210k views
0 votes
Suppose DFB restructures its existing debt and will pay $80 million in interest each year for the next 10 years, and then repay the principal of $1.6 billion in year 10. These payments are risk free, and DFB’s marginal tax rate will remain 25% throughout this period. If the risk-free interest rate is 5%, by how much does the interest tax shield increase the value of DFB?

A) $470 million.
B) $154 million.
C) $642 million.
D) $530 million

2 Answers

3 votes

Final answer:

The present value of the interest tax shield that increases the value of DFB is $154 million, which is calculated by finding the present value of the annual tax shield using the formula for the present value of an annuity with a 5% discount rate over 10 years.

Step-by-step explanation:

To calculate how much the interest tax shield increases the value of DFB, we need to calculate the present value of the tax savings from the interest payments. Since DFB is restructuring its existing debt to pay $80 million in interest each year for the next 10 years, with a marginal tax rate of 25%, the annual tax shield is 25% × $80 million = $20 million. The present value of this annual tax shield, discounted at the risk-free rate of 5%, is the sum of the present values of all tax shields over the 10-year period.

Using the formula for present value of an annuity:

PV = C × [(1 - (1 + r)^-n) / r]

Where C is the annual cash flow (tax shield), r is the discount rate, and n is the number of periods:

PV = $20 million × [(1 - (1 + 0.05)^-10) / 0.05]

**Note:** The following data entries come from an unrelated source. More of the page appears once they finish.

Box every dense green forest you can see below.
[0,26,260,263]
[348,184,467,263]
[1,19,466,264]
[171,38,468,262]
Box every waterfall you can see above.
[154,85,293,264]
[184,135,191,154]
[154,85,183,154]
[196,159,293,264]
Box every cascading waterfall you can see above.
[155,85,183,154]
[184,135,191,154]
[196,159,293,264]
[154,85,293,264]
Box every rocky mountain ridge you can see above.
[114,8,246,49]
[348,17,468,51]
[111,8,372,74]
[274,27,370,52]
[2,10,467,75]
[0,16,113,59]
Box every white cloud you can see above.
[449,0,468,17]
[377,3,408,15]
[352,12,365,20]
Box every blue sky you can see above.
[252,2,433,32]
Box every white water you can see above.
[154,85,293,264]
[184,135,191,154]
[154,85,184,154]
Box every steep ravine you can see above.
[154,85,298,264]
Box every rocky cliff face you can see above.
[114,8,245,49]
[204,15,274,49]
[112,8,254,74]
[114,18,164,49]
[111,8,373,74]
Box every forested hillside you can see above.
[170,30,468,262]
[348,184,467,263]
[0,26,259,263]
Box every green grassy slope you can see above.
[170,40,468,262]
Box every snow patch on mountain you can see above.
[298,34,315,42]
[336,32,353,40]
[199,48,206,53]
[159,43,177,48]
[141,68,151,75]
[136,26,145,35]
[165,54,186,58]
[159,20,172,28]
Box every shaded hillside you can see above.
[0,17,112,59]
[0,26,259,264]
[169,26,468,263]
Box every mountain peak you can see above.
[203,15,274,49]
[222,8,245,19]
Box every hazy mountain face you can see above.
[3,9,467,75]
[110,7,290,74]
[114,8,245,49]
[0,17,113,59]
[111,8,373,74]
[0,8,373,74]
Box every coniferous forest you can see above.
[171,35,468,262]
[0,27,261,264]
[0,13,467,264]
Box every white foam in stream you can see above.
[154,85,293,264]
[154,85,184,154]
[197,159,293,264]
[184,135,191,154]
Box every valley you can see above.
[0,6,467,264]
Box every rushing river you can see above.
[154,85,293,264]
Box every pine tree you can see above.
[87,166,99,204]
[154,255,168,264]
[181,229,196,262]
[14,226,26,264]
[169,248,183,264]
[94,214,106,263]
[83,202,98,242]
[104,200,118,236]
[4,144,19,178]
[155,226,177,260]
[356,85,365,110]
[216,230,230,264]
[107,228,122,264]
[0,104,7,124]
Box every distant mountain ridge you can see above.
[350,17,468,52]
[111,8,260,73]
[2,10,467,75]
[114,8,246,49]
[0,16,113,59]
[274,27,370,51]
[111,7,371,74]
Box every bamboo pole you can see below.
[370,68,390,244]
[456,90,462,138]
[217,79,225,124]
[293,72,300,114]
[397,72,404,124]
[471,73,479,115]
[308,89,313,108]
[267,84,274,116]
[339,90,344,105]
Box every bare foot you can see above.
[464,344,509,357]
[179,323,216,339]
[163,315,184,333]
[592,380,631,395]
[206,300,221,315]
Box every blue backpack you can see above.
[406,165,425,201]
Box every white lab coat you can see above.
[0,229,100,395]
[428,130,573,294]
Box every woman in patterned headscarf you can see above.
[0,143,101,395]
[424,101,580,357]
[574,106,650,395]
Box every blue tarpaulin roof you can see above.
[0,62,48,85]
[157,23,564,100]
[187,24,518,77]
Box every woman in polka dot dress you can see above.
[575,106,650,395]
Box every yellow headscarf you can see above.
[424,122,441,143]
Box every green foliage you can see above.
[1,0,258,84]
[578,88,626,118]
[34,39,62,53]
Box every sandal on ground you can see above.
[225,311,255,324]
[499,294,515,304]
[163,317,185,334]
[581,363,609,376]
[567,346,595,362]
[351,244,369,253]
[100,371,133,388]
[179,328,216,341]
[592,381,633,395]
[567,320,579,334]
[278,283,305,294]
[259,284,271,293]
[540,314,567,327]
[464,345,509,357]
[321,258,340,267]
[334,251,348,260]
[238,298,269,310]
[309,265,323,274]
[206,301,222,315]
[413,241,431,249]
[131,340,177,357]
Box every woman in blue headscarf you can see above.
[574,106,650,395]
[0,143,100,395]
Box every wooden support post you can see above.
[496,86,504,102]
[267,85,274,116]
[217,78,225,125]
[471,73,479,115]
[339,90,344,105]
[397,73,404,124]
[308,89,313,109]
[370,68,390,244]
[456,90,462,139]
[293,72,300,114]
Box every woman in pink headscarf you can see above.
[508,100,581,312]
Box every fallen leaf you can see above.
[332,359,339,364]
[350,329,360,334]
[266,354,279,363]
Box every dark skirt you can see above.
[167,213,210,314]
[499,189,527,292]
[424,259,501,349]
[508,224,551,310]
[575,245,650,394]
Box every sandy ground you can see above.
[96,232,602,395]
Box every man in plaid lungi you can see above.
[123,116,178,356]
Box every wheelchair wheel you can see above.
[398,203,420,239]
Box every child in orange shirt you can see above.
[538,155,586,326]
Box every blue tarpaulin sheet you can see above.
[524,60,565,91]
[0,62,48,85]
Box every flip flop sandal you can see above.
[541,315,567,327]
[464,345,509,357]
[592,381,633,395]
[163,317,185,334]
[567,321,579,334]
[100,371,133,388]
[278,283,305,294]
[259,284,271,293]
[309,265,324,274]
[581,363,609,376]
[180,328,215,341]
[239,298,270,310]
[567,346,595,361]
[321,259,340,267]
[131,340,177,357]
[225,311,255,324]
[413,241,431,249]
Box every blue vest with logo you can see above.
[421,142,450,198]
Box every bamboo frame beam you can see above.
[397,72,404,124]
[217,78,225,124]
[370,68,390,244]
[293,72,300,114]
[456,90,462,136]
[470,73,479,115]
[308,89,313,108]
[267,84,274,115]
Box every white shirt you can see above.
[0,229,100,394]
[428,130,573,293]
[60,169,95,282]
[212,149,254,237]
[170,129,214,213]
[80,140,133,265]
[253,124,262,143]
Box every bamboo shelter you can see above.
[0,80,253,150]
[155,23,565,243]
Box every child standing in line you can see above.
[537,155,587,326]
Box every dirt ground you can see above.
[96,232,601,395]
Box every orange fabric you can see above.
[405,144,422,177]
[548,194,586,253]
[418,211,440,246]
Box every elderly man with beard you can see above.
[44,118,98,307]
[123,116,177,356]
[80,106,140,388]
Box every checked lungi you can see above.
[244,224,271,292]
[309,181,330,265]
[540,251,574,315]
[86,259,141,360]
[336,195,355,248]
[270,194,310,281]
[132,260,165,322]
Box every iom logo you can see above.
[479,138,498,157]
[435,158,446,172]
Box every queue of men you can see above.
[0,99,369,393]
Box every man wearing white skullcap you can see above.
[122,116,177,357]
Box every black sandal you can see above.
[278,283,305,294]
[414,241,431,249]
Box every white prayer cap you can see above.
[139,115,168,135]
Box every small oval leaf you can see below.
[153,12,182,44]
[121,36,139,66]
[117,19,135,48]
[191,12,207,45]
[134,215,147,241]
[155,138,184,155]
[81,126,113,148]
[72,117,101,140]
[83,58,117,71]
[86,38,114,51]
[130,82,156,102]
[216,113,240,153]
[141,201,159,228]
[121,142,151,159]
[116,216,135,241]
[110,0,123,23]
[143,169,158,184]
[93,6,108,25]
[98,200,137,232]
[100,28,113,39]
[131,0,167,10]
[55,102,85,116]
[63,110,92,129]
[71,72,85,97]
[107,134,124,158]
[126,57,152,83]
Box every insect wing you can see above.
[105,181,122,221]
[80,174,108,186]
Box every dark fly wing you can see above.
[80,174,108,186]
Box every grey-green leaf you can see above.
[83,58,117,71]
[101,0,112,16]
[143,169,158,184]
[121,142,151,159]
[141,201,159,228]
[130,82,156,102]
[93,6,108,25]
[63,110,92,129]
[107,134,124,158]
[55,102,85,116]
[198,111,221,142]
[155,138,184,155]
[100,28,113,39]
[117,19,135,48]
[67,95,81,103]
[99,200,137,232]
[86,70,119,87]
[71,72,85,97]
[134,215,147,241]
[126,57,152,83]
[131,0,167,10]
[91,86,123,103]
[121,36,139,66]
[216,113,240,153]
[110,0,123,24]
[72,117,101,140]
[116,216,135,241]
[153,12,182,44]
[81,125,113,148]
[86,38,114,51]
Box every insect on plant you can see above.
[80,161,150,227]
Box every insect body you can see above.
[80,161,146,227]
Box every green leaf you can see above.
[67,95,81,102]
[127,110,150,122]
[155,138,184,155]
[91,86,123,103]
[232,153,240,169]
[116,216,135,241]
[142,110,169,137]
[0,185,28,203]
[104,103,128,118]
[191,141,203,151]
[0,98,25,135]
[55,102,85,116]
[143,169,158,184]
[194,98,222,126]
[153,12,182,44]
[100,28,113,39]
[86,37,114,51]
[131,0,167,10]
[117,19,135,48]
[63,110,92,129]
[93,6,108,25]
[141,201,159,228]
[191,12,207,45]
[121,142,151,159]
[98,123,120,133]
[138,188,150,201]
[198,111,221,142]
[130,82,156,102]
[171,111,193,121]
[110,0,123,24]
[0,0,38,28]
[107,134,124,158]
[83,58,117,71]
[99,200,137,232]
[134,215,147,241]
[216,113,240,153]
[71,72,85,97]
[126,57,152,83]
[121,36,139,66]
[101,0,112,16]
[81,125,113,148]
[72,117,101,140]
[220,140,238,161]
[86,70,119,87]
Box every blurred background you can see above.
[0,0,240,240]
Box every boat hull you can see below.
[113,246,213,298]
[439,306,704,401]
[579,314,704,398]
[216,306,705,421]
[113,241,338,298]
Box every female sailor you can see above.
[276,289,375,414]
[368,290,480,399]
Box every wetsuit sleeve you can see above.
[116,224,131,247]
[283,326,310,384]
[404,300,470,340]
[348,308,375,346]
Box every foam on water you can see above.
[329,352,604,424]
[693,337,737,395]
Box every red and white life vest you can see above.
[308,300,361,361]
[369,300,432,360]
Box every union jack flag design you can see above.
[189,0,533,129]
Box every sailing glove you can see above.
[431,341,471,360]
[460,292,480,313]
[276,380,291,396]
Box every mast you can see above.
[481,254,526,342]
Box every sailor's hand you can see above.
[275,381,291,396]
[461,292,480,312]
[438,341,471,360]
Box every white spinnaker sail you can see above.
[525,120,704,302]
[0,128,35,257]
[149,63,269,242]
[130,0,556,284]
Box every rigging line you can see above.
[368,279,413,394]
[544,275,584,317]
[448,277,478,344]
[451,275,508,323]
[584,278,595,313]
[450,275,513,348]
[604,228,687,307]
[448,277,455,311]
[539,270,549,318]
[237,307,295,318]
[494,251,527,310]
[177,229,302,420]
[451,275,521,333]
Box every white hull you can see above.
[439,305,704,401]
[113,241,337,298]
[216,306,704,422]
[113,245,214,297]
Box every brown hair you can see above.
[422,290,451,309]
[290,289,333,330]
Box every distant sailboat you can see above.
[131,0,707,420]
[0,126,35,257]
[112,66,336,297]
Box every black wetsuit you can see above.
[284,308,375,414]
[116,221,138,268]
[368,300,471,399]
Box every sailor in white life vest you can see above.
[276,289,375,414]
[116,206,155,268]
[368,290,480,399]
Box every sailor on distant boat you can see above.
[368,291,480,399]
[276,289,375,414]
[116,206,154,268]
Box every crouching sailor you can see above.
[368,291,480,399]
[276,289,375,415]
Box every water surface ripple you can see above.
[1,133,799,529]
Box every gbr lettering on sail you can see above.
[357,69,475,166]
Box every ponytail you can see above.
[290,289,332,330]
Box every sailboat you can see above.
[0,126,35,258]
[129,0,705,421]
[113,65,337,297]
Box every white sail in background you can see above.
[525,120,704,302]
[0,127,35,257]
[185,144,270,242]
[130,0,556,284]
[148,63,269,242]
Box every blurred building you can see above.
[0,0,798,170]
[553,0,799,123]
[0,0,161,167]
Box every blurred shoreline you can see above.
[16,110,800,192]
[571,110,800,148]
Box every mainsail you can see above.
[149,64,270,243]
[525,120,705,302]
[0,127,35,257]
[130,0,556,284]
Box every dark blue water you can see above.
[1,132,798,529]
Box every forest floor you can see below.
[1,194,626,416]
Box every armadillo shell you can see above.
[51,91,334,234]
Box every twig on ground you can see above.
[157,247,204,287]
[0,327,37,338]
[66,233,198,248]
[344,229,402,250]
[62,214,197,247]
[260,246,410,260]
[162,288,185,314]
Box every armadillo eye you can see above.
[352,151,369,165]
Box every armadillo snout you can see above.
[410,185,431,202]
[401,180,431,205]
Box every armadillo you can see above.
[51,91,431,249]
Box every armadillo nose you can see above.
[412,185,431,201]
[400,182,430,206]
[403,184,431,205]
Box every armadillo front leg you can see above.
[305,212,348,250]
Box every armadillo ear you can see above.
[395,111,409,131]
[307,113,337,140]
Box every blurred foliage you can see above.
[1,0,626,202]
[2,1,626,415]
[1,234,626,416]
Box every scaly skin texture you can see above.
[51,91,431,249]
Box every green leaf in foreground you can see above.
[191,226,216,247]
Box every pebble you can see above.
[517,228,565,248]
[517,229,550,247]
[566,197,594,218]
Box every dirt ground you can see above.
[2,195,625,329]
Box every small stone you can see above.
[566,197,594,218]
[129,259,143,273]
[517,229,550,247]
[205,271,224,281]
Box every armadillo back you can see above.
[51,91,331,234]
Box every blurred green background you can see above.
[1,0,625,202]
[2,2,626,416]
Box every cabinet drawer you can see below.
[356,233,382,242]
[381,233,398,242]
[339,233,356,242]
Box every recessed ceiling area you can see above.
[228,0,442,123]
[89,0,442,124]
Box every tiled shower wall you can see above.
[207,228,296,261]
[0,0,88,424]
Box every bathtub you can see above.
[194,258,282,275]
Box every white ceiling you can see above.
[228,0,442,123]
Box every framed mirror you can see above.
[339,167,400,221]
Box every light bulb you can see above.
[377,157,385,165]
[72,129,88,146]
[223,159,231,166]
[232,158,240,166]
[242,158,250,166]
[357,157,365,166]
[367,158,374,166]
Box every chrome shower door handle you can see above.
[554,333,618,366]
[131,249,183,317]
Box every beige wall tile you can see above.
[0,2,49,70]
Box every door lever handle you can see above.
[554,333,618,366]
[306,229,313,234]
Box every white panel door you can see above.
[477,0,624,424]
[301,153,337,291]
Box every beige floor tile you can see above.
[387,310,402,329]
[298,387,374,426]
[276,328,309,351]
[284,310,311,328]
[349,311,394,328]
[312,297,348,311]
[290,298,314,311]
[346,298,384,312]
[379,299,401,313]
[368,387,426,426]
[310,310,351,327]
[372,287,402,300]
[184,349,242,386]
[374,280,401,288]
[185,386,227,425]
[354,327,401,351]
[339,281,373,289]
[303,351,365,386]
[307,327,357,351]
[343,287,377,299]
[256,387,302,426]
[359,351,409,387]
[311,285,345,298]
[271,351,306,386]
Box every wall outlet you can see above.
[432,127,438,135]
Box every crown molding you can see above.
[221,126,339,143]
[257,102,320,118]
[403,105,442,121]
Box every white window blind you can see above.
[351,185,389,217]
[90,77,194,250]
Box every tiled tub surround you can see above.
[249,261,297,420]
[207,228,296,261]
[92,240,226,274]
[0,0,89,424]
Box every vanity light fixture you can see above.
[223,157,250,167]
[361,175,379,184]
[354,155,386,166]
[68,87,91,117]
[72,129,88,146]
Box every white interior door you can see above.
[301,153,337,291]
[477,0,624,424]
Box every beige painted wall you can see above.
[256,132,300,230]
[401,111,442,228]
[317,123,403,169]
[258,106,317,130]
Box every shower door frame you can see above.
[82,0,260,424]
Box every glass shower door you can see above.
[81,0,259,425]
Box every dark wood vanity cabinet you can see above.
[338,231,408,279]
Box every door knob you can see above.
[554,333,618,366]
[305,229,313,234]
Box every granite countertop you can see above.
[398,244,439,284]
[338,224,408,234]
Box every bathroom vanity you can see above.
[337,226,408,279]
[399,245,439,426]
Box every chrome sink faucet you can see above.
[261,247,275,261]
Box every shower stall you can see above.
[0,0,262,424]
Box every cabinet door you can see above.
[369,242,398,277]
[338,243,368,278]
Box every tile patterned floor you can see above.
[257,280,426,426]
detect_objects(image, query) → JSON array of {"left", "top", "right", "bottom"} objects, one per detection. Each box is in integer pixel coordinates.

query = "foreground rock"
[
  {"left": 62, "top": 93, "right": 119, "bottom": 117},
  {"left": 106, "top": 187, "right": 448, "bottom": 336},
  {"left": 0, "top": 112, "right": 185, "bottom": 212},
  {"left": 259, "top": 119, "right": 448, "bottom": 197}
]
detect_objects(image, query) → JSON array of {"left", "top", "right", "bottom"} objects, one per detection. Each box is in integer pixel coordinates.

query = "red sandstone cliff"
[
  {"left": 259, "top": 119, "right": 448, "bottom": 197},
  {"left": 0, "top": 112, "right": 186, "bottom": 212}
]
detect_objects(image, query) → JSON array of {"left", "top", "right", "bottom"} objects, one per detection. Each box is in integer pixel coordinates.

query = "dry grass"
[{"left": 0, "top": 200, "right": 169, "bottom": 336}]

PV = $20 million × [7.72173]

PV = $154.43 million

Therefore, the interest tax shield increases the value of DFB by $154 million, which corresponds to option B.

User Robbbert
by
6.5k points
3 votes

Final answer:

The interest tax shield increases the value of DFB by $154 million. This is calculated by discounting the annual tax savings from the $80 million interest payments at the firm's marginal tax rate of 25% and using a risk-free rate of 5%.

Step-by-step explanation:

To calculate the increase in value of DFB due to the interest tax shield, we must compute the present value of the tax savings from the $80 million in interest payments. With DFB's marginal tax rate at 25%, the annual tax savings is $80 million times 25%, or $20 million. To find the present value of these savings, we discount them using the risk-free rate of 5%. Using the formula for the present value of an annuity, we calculate the present value of the tax shield over 10 years, which is:

PV = Tax Savings per year * [(1 - (1 + r)^(-n)) / r]

Here, r is the discount rate (5%) and n is the number of periods (10 years). The calculation yields:

PV = $20 million * [(1 - (1 + 0.05)^(-10)) / 0.05]

PV = $20 million * 7.721

PV = $154.43 million

Therefore, the interest tax shield increases the value of DFB by $154 million.